Deep dive into data analysis tools, theory and projects

Category: Data visualization (Page 2 of 3)

Tutorials – Dashboards with R programming

In this blogpost we are going to implement dashboards using R programming, using the latest R library package “flexdashboard”.

R programming already offers some good features for graphs and charts (packages like ggplot, leaflet, etc). Plus there is always the option to create web applications using the Shiny library and presentations with RMarkdown documents.

However, this new library leverages these libraries and allows us to create some stunning dashboards, using interactive graphs and text. What I loved the most, was the “storyboard” feature that allows me to present content in Tableau-style frames. Please note that for this you need to create RMarkdown (.Rmd) files and insert the code using the R chunks as needed.

Do I think it will replace Tableau or any other enterprise BI dashboard tool? Not really (at least in the near future). But I do think it offers the following advantages:

  1. great alternative to static presentations since your audience can interact with the data.
  2. RMarkdown allows both programming and regular text content to be pooled together in a single document.
  3. Open source (a very big plus, in my opinion!)
  4. Storyboard format allows you to logically move the audience through the analysis : problem statement, raw data and exploration, different parts of the models/simulations/ number crunching, patterns in data, final summary and recommendations.

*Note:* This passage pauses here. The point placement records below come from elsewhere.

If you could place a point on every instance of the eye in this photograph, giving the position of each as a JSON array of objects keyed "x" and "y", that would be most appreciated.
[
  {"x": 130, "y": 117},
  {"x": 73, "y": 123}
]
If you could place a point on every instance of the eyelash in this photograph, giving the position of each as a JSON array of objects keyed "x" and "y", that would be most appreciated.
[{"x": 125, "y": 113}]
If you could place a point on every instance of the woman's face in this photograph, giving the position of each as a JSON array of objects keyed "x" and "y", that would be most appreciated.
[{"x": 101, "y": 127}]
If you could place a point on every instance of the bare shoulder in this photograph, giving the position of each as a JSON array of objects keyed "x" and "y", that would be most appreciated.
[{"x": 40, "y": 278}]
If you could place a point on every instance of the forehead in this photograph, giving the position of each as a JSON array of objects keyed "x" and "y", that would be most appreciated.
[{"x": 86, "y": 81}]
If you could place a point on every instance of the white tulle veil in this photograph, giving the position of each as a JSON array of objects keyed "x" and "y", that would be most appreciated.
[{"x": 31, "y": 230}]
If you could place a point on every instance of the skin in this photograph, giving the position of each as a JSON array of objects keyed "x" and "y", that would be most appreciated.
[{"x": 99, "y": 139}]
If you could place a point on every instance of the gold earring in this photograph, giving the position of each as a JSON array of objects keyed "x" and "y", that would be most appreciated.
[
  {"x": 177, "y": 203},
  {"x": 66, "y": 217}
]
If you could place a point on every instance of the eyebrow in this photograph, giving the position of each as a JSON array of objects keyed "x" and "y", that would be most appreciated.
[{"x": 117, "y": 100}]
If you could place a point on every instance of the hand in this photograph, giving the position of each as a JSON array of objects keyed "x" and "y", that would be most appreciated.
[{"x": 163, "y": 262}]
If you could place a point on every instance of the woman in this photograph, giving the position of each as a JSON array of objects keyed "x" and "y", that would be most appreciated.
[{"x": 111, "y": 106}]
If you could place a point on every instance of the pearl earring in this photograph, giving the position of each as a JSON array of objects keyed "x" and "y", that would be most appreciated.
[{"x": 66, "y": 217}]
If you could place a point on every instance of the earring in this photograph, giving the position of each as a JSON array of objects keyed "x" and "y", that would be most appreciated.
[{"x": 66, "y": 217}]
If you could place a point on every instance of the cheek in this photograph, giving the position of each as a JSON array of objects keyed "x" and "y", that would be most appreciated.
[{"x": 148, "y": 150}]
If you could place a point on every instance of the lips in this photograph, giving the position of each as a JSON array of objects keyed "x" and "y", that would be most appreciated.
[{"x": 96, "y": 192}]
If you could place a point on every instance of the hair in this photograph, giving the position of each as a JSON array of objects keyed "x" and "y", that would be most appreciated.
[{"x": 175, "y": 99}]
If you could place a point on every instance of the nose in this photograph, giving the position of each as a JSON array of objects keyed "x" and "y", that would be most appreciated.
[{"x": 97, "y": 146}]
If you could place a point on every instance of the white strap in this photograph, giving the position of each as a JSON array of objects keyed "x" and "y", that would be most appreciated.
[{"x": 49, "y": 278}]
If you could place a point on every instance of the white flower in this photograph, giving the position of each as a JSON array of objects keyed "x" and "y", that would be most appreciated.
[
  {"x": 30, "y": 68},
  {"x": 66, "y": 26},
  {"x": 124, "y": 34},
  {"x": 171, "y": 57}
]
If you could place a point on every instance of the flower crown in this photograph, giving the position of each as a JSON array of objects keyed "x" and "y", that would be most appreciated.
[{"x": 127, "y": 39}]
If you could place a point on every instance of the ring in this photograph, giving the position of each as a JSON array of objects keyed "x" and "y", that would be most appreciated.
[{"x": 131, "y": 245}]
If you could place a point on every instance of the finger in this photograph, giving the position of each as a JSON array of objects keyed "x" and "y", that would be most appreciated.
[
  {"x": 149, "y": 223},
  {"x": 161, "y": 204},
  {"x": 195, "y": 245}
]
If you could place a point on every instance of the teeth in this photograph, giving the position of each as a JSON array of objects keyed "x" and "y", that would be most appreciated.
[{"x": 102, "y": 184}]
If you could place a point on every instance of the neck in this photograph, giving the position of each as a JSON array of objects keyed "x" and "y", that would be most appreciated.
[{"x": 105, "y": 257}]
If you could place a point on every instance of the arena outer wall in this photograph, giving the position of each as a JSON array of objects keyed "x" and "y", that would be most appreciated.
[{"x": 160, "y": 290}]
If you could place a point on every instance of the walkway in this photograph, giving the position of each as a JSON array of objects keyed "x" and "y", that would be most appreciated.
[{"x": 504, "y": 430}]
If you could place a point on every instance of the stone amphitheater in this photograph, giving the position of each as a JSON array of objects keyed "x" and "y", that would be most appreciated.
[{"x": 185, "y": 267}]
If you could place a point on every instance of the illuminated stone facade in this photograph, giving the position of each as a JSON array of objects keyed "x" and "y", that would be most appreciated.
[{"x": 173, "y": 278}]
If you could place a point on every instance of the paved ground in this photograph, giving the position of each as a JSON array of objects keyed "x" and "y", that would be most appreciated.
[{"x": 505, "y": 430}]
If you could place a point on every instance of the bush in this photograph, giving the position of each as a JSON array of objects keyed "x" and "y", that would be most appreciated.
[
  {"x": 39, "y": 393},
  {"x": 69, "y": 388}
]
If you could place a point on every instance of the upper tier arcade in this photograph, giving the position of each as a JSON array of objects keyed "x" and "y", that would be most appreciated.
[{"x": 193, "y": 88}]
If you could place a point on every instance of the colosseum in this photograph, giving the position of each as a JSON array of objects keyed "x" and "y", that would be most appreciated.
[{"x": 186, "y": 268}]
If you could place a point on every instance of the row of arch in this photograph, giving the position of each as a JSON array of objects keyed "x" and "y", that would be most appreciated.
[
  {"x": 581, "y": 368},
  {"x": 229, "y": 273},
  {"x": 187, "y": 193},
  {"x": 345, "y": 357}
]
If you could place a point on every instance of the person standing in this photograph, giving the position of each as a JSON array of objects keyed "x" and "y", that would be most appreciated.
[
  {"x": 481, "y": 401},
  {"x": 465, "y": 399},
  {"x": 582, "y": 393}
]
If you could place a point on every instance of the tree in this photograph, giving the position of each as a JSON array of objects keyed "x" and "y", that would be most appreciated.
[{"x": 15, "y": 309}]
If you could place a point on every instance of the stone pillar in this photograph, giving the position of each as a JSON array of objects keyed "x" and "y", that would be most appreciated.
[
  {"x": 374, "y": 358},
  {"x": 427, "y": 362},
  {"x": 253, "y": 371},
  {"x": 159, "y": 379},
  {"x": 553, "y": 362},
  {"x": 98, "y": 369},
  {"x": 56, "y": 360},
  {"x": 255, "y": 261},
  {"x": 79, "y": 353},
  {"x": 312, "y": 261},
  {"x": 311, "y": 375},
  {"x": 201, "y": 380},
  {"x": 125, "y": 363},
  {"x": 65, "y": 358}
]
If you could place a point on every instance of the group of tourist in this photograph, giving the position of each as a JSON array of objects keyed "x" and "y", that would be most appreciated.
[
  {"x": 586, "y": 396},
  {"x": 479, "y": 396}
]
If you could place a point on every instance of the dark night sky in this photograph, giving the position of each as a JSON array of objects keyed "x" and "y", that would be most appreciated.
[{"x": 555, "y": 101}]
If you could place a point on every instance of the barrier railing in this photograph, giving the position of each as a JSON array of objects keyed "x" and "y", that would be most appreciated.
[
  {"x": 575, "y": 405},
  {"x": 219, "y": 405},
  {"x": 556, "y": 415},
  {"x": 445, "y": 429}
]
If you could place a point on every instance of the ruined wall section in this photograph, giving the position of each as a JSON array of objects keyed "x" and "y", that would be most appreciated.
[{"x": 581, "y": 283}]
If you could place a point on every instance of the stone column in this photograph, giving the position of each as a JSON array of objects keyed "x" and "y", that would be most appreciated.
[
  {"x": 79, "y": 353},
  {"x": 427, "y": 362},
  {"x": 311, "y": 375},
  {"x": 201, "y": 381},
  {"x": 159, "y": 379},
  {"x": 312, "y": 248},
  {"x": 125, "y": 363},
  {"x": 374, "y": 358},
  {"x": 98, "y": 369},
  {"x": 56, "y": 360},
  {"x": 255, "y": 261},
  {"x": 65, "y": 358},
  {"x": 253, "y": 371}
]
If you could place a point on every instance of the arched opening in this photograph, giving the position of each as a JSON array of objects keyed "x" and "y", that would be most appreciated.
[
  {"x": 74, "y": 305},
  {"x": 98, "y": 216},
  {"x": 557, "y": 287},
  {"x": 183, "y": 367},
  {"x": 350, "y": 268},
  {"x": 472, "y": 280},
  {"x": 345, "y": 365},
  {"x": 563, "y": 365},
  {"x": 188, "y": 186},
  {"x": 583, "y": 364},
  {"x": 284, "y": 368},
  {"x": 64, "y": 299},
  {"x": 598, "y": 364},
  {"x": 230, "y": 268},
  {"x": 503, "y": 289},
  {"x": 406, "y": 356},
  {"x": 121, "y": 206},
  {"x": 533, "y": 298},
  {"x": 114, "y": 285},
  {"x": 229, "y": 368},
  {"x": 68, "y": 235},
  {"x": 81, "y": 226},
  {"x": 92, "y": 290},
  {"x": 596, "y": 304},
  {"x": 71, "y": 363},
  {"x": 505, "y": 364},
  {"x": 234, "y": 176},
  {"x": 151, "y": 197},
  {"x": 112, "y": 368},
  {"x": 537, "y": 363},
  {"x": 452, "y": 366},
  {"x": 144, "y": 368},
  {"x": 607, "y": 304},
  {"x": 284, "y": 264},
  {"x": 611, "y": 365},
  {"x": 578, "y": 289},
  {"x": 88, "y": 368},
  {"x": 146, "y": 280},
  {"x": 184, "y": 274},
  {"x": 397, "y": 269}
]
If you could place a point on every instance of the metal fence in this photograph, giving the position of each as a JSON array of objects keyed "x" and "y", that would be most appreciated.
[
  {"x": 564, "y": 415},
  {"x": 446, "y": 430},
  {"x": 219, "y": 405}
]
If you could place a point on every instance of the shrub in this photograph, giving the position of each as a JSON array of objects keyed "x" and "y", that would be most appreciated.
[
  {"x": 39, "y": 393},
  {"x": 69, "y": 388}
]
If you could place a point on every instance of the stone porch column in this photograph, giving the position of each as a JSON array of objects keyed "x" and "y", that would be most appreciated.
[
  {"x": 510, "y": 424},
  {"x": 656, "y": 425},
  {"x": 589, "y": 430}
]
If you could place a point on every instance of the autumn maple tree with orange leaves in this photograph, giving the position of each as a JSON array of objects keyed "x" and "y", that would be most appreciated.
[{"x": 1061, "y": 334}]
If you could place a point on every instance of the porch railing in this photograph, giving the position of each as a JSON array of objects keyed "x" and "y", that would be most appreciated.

Presenting the patterns that allow you to accept or reject a hypothesis has never been easier.

So, without further ado, let us look at the dashboard implementation with two examples:

  1. Storyboard dashboard.
  2. Simple dashboard with Shiny elements.

Library Installation instructions:

To start off, please install the “flexdashboard” package in your RStudio IDE. If installation is completed correctly, you will see the flex-dashboard feature when you create a new RMarkdown document, as shown in images below:

Step1 image:

Step 2 image:

Storyboard Dashboard:

Instead of analyzing a single dataset, I have chosen to present different interactive graph types using the storyboard feature. This will allow you to experience the range of options possible with this package.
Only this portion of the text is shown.